Hello,
I think I've found a bug in the calling convention support for X86-64/ 
Win64.   It doesn't correctly save and restore the XMM registers in  
the function prolog/epilog.  (The problem only exists on Win64, since  
Linux and Mac OS use calling convention in which these registers are  
volatile and not callee-saved.)
X86RegisterInfo::getCalleeSavedRegs() when called for a Win64 target  
does return an array of registers which includes X86::XMM6 through  
X86:XMM15.
However, the prolog/epilog code does not seem to be able handle saving  
these registers correctly.
Firstly, in PEI::CalculateCalleeSavedRegisters() in CodeGen/ 
PrologEpilogInserter.cpp, the call to  
Fn.getRegInfo().isPhysRegUsed(Reg) always seems to return true for the  
all of the XMM registers if the Function being emitted makes any  
function calls whatsoever, and so it tries to save all thecallee-saved  
XMM registers even when none are actually used.
Further, the prolog/epilog emitter doesn't know how to correctly save  
and restore the XMM registers on the stack.  If outputting assembly,  
it tries to emit  "PUSH XMM6" and such; no such instruction exists,  
and this does not assemble.   If JIT'ting, it incorrectly emits PUSH  
instructions for other registers which happen to share bit encodings  
with the XMM registers (XMM6 becomes ESI, etc.)

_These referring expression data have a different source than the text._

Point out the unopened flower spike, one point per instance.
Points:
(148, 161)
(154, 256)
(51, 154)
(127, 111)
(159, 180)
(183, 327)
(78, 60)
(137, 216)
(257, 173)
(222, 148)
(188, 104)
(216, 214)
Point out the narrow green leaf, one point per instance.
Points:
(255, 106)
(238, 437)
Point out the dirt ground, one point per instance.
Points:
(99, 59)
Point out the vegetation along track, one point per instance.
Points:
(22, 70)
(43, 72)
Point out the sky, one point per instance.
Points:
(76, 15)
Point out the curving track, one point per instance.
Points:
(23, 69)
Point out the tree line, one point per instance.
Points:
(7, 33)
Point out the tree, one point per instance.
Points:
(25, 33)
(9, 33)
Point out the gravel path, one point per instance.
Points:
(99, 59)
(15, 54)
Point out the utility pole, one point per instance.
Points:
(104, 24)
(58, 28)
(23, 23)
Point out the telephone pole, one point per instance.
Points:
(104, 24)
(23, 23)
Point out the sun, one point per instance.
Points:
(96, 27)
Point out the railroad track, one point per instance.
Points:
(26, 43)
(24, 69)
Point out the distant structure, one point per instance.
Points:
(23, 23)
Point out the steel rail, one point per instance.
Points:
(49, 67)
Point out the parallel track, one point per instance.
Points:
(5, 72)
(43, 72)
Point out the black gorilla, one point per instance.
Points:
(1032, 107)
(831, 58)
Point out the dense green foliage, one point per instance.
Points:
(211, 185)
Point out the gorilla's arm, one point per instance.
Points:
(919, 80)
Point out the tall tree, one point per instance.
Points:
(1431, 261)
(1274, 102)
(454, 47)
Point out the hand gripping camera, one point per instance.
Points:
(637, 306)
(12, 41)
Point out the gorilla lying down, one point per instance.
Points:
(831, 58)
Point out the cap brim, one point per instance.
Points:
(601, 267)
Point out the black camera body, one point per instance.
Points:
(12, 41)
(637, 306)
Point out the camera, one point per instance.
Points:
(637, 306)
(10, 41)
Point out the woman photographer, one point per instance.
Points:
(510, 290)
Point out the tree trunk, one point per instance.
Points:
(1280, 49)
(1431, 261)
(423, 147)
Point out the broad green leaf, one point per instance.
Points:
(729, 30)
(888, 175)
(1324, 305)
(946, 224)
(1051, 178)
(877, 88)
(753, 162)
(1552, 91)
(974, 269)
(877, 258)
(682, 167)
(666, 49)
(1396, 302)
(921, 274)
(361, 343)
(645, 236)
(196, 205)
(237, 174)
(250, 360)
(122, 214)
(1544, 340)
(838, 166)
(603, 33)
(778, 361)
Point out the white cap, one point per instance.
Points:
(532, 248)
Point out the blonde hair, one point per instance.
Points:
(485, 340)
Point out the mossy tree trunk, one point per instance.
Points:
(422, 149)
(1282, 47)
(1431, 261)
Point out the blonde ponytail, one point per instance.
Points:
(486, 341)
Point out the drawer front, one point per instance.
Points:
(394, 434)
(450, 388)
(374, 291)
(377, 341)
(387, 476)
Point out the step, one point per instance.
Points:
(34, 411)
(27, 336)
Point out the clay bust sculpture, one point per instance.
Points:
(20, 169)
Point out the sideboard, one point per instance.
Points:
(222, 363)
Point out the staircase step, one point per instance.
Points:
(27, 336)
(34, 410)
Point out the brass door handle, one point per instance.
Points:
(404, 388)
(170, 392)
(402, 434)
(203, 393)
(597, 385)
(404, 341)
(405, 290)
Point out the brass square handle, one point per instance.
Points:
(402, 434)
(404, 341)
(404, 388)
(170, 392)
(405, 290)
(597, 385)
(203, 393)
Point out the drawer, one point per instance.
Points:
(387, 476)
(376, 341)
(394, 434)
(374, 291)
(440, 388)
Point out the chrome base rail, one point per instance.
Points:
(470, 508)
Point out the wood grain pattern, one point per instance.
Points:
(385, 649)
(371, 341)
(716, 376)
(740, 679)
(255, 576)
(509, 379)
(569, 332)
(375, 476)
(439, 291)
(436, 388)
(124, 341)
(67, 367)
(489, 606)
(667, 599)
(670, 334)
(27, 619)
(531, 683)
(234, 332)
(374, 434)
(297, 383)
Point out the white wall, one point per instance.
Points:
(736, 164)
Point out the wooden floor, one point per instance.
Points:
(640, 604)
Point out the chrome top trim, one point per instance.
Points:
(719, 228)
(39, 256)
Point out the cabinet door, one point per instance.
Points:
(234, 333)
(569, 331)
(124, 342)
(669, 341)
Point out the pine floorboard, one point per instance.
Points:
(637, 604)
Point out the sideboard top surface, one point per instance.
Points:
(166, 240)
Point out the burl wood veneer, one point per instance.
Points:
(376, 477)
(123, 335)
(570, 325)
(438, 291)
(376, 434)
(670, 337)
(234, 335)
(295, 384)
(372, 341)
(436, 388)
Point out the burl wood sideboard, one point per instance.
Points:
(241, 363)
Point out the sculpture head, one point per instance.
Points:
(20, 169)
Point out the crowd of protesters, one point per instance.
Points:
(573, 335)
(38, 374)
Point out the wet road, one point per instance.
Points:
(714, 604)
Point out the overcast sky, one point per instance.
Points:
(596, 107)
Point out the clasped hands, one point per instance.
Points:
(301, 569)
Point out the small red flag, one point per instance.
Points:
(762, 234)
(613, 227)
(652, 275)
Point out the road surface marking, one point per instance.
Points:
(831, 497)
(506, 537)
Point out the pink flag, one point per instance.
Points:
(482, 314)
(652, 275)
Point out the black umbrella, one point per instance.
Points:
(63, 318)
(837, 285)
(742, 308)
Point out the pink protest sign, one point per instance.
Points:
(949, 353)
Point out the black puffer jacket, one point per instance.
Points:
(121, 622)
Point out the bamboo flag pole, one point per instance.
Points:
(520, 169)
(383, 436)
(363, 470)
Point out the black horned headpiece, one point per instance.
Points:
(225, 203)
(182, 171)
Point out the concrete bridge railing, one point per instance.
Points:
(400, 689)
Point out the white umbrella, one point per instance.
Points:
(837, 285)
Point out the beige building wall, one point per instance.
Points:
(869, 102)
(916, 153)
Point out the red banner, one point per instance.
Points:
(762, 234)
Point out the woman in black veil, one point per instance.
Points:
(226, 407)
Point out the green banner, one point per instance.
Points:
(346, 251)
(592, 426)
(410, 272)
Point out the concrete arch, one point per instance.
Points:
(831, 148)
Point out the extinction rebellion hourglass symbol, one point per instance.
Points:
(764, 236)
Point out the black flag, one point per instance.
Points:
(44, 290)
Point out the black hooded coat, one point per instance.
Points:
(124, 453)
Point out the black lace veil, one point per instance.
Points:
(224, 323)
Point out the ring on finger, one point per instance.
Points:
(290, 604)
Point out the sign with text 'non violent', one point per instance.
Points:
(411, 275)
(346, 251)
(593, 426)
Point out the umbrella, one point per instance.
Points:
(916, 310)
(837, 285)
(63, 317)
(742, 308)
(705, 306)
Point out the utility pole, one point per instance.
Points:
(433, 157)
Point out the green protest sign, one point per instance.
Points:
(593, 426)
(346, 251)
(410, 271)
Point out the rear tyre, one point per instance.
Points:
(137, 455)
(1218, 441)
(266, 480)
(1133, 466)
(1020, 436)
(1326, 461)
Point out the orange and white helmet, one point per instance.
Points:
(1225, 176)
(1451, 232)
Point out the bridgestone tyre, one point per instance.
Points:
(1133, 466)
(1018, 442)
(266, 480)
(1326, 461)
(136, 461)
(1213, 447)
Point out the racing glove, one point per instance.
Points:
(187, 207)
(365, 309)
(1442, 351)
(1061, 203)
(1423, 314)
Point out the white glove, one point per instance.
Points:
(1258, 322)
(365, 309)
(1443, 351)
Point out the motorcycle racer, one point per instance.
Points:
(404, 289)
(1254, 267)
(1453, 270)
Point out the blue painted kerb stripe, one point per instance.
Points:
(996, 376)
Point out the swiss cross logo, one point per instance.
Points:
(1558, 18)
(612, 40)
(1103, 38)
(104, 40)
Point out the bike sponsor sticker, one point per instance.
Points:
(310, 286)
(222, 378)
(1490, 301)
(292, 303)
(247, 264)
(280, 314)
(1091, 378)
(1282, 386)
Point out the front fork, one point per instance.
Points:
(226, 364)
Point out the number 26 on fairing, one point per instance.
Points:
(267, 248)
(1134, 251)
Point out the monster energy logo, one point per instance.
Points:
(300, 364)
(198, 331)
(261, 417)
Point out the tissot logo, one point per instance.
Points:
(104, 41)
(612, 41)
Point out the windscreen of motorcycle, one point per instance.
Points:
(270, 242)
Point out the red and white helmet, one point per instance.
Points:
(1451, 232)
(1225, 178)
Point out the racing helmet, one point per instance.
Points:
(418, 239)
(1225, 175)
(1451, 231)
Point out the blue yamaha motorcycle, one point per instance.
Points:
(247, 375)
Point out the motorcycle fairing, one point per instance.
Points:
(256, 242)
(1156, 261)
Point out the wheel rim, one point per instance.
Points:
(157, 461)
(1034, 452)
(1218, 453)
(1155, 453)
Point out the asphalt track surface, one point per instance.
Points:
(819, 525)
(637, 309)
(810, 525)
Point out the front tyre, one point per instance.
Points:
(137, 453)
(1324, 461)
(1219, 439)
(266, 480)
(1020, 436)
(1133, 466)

Since there is no PUSH XMM* instruction, what needs to be done is to  
adjust the stack pointer directly and then use MOVAPS to write/read  
directly to the stack.
Is this already a known issue?    Other than adding a custom calling  
convention, all of my experience with LLVM has been as a client, so  
I'm not sure how to proceed in fixing this, so if anyone could provide  
pointers, I'd appreciate it.
-Craig
--
Craig Smith
National Instruments